Probably the library data program too.
It's the ability to crowd source your research that is most useful to the MoJ. A simple, even possibly innocent, question about an object can turn into another branch of the ongoing Denuli Gem smuggling ring investigation, or a line on the Ine Givar in Lunion, or Glorious Empire contraband coming through Tobia...
 
Fake Gold Bars
It's funny. The volume is enough that someone might not vet the entire batch to see if it was valid. Copper is a long way off from gold in terms of weight, so that would have been a trivial check. But it's so much, they probably didn't bother. Who wants to weight 80 tons of gold!

Obviously, if you take one of those into a coin shop, or similar place, they'll test it. They'll weigh it, and other things.

Also somewhat related, there was a fellow who was a counterfeiter. And, to, frankly, he was doing little more than printing bills on an ink jet printer. Not super high quality at all.

But a lot of his customers were drug dealers! They'd use the fake money to pay for drugs! Seems dangerous to me, but hey, it's their world.
 
It's the ability to crowd source your research that is most useful to the MoJ. A simple, even possibly innocent, question about an object can turn into another branch of the ongoing Denuli Gem smuggling ring investigation, or a line on the Ine Givar in Lunion, or Glorious Empire contraband coming through Tobia...
No doubt true, I was thinking more of watching the Wikipedia type use of library data to get early warning of nefarious intent. A sci-fi example would be the lookup of Mother Hittons Littul Kittons from the short story of the same name.

My recommendation- don’t bet the planetary credit card on getting onto Norstrilia.
 
But a lot of his customers were drug dealers! They'd use the fake money to pay for drugs! Seems dangerous to me, but hey, it's their world.
Before I moved to Korea I worked for the British Transport Police. We once caught a county-lines runner (basically a kid who travels the network carrying the big amounts of drugs and cash rather than the actual dealers) because he tried to buy a Starbucks with a fake £20 note.

Starbucks pretended to be filling his order while the manager waved us down. Kid had a back pack full of fake 20s and about half a kilo of weed.

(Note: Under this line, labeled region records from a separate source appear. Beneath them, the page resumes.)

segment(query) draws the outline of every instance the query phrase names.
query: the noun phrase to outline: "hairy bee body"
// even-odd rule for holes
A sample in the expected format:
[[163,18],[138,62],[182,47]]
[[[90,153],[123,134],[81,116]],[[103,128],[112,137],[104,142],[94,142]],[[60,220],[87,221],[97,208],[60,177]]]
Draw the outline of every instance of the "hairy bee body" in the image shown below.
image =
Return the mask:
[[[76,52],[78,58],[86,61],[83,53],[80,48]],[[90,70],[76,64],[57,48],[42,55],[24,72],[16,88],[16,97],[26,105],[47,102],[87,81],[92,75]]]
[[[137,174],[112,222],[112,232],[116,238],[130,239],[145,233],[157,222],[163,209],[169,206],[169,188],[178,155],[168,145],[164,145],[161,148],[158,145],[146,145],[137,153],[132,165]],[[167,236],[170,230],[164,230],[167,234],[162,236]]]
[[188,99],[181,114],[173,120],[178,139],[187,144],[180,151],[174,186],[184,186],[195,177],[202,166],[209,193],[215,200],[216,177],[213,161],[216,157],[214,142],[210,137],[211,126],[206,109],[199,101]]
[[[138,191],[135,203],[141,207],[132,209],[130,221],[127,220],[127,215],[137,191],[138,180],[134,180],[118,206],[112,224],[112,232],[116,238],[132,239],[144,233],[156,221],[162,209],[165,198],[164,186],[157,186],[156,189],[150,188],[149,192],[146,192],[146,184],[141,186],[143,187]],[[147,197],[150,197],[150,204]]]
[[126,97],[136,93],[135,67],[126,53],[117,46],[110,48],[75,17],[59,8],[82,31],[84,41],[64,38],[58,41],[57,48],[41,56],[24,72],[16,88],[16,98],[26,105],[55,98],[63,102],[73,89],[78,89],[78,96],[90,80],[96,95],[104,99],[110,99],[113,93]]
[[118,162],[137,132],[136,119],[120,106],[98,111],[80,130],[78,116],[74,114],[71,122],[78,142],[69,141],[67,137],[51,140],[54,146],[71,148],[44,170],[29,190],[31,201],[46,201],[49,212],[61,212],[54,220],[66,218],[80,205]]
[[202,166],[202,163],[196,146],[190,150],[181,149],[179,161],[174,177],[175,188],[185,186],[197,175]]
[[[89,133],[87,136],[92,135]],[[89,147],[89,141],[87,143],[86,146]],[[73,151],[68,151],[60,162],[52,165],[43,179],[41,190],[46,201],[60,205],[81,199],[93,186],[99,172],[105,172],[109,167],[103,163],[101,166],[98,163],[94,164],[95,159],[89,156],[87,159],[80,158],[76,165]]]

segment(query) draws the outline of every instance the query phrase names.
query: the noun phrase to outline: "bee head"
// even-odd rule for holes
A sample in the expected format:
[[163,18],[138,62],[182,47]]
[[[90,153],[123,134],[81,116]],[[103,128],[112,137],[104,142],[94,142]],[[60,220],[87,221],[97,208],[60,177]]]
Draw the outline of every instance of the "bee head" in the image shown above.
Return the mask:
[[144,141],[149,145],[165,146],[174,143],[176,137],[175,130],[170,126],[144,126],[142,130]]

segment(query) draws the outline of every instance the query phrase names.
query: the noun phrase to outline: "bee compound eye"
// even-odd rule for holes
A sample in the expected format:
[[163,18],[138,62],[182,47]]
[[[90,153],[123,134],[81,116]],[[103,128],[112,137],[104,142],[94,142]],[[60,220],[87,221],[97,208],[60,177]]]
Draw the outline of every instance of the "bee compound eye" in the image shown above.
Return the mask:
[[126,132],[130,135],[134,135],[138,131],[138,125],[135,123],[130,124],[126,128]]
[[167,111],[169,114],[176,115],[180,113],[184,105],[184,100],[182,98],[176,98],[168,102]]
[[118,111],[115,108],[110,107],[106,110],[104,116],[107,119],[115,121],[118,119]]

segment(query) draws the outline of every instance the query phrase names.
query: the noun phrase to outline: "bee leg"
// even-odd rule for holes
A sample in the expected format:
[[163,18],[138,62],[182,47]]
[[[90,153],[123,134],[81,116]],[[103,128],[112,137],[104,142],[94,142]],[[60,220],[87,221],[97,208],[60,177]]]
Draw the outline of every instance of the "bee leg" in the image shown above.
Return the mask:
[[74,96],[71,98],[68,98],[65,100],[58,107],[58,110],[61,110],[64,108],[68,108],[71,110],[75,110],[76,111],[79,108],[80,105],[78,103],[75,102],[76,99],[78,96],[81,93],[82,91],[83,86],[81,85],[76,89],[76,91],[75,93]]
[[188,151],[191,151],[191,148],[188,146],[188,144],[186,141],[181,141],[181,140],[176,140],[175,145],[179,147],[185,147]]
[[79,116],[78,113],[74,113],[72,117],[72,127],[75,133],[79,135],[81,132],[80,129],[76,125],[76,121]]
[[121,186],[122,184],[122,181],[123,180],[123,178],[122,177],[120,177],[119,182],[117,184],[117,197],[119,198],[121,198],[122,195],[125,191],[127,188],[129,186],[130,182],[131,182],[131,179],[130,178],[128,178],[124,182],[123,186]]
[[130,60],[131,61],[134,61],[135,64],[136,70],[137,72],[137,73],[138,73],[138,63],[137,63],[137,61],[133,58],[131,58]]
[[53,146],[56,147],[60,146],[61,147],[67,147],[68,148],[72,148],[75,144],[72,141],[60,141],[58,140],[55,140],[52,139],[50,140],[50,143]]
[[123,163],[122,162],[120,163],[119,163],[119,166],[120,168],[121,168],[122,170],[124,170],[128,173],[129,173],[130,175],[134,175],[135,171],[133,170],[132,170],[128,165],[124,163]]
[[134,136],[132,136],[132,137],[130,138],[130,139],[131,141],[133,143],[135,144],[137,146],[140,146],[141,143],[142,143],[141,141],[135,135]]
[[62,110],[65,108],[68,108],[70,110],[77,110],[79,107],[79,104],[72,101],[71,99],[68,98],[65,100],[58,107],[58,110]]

The little idiot transported the weed in exchange for the cash on behalf of his dealer. He didn’t check that the people he was giving four kg of weed to were actually paying him in real currency. On top of that he skimmed half a kilo of the weed hoping no one would notice.

We basically had to send the kid to jail for his own protection. Pretty sure he got beaten or shanked in there though.